How about obs.nerc.mghpcc.org
?
@larsks That sounds good to me, however, that DNS record doesn't currently exist. Once I meet with network ops folks and get this setup we'll add the DNS records.
I don't think the record needs to exist for the purposes of running the install.
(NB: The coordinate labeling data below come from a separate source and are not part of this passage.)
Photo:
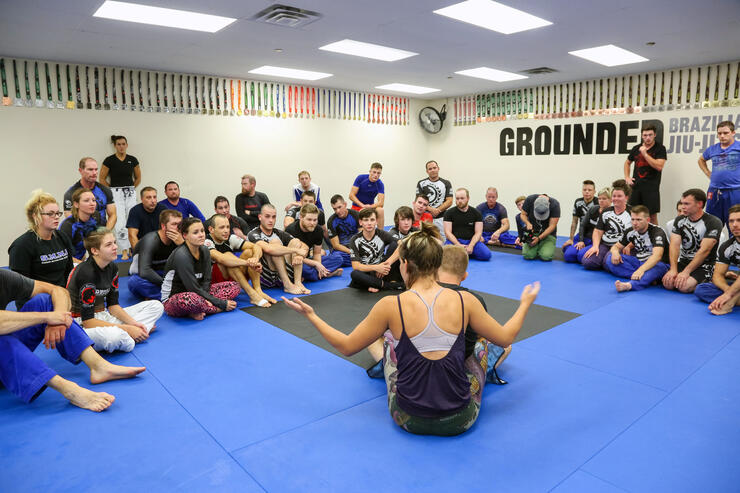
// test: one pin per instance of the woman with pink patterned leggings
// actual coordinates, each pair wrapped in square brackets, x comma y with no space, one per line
[186,288]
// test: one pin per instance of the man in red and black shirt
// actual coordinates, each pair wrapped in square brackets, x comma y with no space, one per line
[649,158]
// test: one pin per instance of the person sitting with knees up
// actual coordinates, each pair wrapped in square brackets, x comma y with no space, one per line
[495,221]
[151,254]
[432,389]
[574,253]
[235,259]
[342,226]
[693,249]
[540,214]
[42,253]
[45,317]
[403,220]
[83,220]
[93,288]
[612,224]
[464,226]
[374,256]
[282,255]
[307,230]
[647,262]
[722,295]
[186,289]
[451,274]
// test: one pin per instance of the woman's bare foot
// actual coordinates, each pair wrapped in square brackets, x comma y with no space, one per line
[623,286]
[265,296]
[80,396]
[106,371]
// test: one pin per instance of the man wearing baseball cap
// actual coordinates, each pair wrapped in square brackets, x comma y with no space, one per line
[540,214]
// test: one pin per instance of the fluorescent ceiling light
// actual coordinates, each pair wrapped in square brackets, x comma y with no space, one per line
[144,14]
[491,74]
[289,73]
[407,88]
[493,15]
[368,50]
[609,55]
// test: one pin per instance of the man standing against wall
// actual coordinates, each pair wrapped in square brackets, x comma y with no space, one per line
[249,202]
[649,158]
[438,192]
[724,179]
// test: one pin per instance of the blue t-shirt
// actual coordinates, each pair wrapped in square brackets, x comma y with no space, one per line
[492,217]
[368,190]
[186,208]
[725,165]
@jtriley it looks like there are some discrepancies between the ip addresses you have listed and what is actually configured. After booting the nodes, this is what I have:
Host | MAC | IP | BMC IP | Notes |
---|---|---|---|---|
ctl-0 | a8:99:69:4b:9e:41 | 10.30.9.20 | 10.30.0.83 | |
ctl-1 | a8:99:69:4b:9f:2f | 10.30.9.21 | 10.30.0.84 | Identifies as wrk-65 |
ctl-2 | a8:99:69:4b:9e:a9 | 10.30.9.22 | 10.30.0.85 | |
wrk-0 | a8:99:69:4b:a4:e7 | 10.30.9.23 | 10.30.0.86 | |
wrk-1 | a8:99:69:4b:9e:5b | 10.30.9.24 | 10.30.0.87 | |
wrk-2 | a8:99:69:4b:a0:9d | 10.30.9.25 | 10.30.0.88 |
I'm concerned about the address mismatches. Let me know if it's safe to proceed with an install.
@larsks I just updated DHCP to match what was allocated in DNS. Should be all set now.